Love Sonia, 2018.
Directed by Tabrez Noorani.
Starring Mrunal Thakur, Riya Sisodiya, Freida Pinto, Sai Tamhankar, Manoj Bajpayee, Richa Chadda, Anupam Kher, Demi Moore and Mark Duplass.
SYNOPSIS:
When her sister is sent to Mumbai by her father in order to work, a young woman decides to follow her sibling, only to discover that she has been sold into sexual slavery.
Sometimes, movies are designed as pure entertainment. Sometimes, they exist to make a political point. Other times, though, they serve as exercises in raising awareness of issues that do not get enough spotlight within modern discourse. It’s the latter purpose that drives Love Sonia, in which debutant director Tabrez Noorani channels his own experience working with NGOs into a harrowing depiction of sex trafficking in India. The film is gruelling, hitting hard enough for the message to truly sink in.
At the centre of the narrative is acting newbie Mrunal Thakur as the title character, dismissed by her father (“we are unfortunate because you are unattrative”) as he tries to turn around the fortunes of his isolated farm, while managing his debts to a shady criminal gang. Soon, Sonia’s sister Preeti (Riya Sisodiya) is sent to Mumbai. When Sonia is told she has gone there to work, she organises her own travel across the country.
What follows is a distressing descent into the criminal underworld, as Sonia’s innocent eyes are quickly muddied by the horrors of the industry into which she is forced. Thakur’s performance is terrific, as a woman who is physically fragile, but driven by the firm emotional belief that her father would not have forced her sister into this fate and that there’s a perfectly reasonable explanation for what has happened. The creeping power of Love Sonia is in watching Thakur gradually fracture with fear as she gains a growing appreciation for the darkness of her predicament.
Even more shocking, though, is the acceptance of the situation by those around Sonia. Freida Pinto, who met Noorani on the set of Slumdog Millionaire in his capacity as a line producer, is chilling in her detachment as Rashmi – a woman who has grown jaded by her long-term predicament. Manoj Bajpayee’s brothel owner Faizal is terrifying in that he exercises control over his workers via slick manipulation rather than through fear of violence. These women believe that they have no choice but to stay, and that’s a brutal blow to deal to the audience.
Noorani’s direction plunges the audience right into the heart of this cramped, filthy world. It’s as if the viewer is permanently stooping slightly to creep through haphazard doorways and squeeze into tiny, inadequate living quarters. Through the lens of cinematographer Lucas Bielan, there’s a stark contrast drawn between the corridors of sleaze and the parochial beauty of the farm on which Sonia and her sister were raised. Later on, the story spreads its wings and travels to Hong Kong and Los Angeles, showcasing just how far the influence of these criminal gangs extends across the globe.

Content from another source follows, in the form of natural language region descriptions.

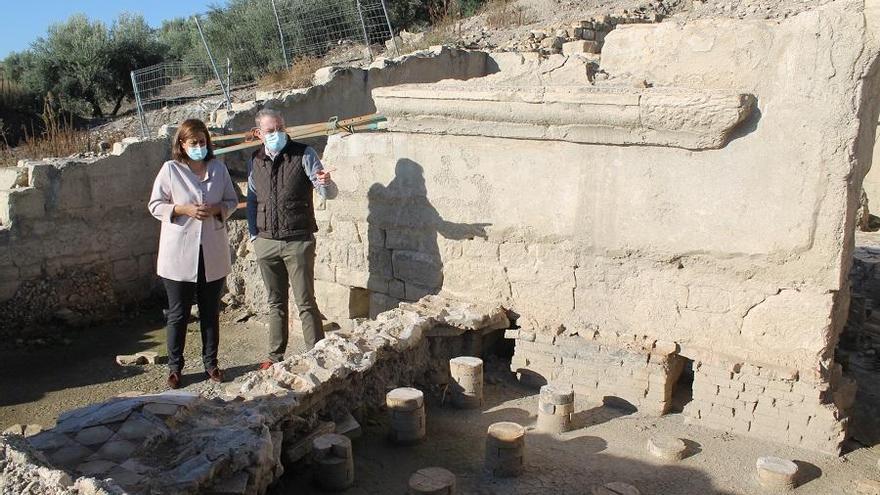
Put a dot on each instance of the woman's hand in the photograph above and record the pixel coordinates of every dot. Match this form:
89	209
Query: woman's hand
323	177
199	212
212	210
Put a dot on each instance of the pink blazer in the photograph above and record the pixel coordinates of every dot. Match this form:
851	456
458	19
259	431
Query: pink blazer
181	236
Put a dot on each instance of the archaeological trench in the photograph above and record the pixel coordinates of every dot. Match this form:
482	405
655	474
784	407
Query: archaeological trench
683	204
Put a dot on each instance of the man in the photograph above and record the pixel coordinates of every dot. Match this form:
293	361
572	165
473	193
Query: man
282	176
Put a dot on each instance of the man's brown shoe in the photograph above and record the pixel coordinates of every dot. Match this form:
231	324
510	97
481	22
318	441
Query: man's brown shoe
215	374
174	380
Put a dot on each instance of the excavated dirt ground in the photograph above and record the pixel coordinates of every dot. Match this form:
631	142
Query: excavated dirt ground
37	383
40	380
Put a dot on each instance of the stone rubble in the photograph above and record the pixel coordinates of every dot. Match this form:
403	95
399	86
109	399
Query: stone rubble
179	442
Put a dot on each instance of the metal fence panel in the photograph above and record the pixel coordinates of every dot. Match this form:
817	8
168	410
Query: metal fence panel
169	84
250	38
314	28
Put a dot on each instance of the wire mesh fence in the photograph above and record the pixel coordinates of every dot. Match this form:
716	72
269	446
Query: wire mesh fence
170	84
247	39
315	28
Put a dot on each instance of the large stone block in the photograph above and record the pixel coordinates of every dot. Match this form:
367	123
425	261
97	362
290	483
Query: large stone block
417	268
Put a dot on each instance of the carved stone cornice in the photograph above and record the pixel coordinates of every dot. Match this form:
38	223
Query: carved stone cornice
682	118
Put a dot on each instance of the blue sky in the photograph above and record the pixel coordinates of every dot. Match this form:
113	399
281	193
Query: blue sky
22	22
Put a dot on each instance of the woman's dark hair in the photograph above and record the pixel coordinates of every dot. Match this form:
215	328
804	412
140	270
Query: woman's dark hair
189	128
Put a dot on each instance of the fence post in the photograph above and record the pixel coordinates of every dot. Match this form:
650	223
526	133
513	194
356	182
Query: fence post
213	64
280	35
364	27
137	99
390	29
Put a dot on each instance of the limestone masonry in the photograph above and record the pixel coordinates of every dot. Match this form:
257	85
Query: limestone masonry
683	203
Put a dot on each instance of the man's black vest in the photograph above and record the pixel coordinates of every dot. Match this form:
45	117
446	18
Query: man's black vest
285	209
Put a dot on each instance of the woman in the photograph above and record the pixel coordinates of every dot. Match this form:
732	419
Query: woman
193	196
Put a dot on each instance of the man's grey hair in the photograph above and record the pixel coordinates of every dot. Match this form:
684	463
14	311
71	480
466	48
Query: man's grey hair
269	112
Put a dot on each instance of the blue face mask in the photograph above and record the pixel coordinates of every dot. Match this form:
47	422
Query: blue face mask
197	153
275	141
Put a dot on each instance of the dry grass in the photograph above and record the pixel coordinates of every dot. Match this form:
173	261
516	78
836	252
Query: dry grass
59	139
299	75
502	14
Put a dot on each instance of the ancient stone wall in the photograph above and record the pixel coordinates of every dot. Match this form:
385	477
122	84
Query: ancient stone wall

This is a bracing and unsettling movie that never pulls a punch in depicting the horror of sexual slavery. It does, however, feel a little overly and clunkily didactic in the third act when a number of NGOs become a part of the narrative, with Demi Moore popping up for a brief cameo – she herself works with similar campaign organisations. There are also a few swerves into overly lurid crime-thriller territory – a scene of threat by serpent feels like a particularly unwelcome diversion into trash – that rather undermine the serious messaging on show. When it hits, though, it hits very hard indeed.